3174. Clear Digits

You are given a string s.

Your task is to remove all digits by doing this operation repeatedly:

• Delete the first digit and the closest non-digit character to its left.

Return the resulting string after removing all digits.

Example 1:
Input: s = "abc"
Output: "abc"
Explanation:
There is no digit in the string.

Example 2:
Input: s = "cb34"
Output: ""
Explanation:
First, we apply the operation on s[2], and s becomes "c4".
Then we apply the operation on s[1], and s becomes "".

Constraints:

• 1 <= s.length <= 100
• s consists only of lowercase English letters and digits.
• The input is generated such that it is possible to delete all digits.

Approach 01:

class Solution {
  public:
    string clearDigits(string inputStr) {
        vector<char> resultStack;
        
        for (char currentChar : inputStr) {
            if (!resultStack.empty() && isalpha(resultStack.back()) && isdigit(currentChar)) {
                resultStack.pop_back();
            } else if (!resultStack.empty() && isdigit(resultStack.back()) && isalpha(currentChar)) {
                resultStack.pop_back();
            } else {
                resultStack.push_back(currentChar);
            }
        }

        return string(resultStack.begin(), resultStack.end());
    }
};

class Solution:
    def clearDigits(self, inputStr: str) -> str:
        resultStack = []
        
        for currentChar in inputStr:
            if resultStack and resultStack[-1].isalpha() and currentChar.isdigit():
                resultStack.pop()
            elif resultStack and resultStack[-1].isdigit() and currentChar.isalpha():
                resultStack.pop()
            else:
                resultStack.append(currentChar)
        
        return ''.join(resultStack)

Time Complexity:

• Iteration Over the String:

  Each character in the input string is processed once, leading to a complexity of \( O(N) \), where \( N \) is the length of the string.

• Stack Operations:

  Each character is pushed or popped from the stack at most once, which is an \( O(1) \) operation.

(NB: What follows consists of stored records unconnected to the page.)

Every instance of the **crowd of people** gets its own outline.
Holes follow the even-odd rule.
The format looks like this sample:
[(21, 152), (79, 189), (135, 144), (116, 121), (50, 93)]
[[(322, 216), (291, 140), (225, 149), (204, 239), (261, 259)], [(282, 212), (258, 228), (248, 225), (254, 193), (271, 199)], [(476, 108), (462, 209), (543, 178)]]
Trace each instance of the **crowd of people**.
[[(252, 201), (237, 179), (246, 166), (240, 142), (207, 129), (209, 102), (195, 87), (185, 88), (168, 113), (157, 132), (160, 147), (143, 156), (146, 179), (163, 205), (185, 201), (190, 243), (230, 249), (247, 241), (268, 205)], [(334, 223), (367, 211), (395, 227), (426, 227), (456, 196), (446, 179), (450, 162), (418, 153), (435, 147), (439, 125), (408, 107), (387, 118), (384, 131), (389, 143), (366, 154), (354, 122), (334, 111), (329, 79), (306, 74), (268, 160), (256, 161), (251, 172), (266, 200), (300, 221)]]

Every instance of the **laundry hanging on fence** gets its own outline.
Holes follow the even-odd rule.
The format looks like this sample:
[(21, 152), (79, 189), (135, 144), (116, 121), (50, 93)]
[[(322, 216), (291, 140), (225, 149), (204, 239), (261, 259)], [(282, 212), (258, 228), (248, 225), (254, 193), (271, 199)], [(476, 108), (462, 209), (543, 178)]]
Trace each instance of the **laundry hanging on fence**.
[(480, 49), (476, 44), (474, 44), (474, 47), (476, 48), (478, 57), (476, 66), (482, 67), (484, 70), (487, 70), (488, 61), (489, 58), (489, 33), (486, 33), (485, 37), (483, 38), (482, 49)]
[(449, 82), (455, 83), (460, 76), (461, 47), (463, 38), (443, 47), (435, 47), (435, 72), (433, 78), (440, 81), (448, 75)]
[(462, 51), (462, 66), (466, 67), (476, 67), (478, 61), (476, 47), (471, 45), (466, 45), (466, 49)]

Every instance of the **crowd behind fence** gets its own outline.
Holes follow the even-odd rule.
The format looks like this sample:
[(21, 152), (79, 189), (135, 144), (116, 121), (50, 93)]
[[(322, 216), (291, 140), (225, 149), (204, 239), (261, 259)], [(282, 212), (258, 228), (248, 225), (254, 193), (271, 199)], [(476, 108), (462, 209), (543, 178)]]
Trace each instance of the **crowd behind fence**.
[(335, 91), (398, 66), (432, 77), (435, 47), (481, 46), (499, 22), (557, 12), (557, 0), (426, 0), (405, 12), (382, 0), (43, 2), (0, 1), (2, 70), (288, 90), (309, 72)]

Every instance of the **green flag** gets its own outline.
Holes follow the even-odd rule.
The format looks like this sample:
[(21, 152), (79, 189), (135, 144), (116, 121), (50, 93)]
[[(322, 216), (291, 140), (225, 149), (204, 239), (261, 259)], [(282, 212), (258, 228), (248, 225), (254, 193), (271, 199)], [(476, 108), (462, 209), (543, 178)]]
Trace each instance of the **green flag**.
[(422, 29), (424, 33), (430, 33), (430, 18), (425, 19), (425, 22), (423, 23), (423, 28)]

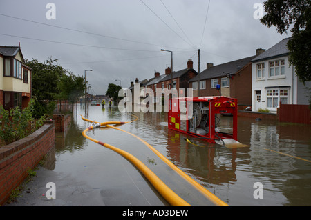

• Overall Time Complexity:

  \( O(N) \), as each character is handled in constant time.

Space Complexity:

• Stack Storage:

  In the worst case, all characters are stored in the stack, leading to \( O(N) \) space usage.

• Final String Construction:

  The result string is constructed from the stack, requiring additional \( O(N) \) space.

• Overall Space Complexity:

  \( O(N) \), as the stack and the output string both use linear space.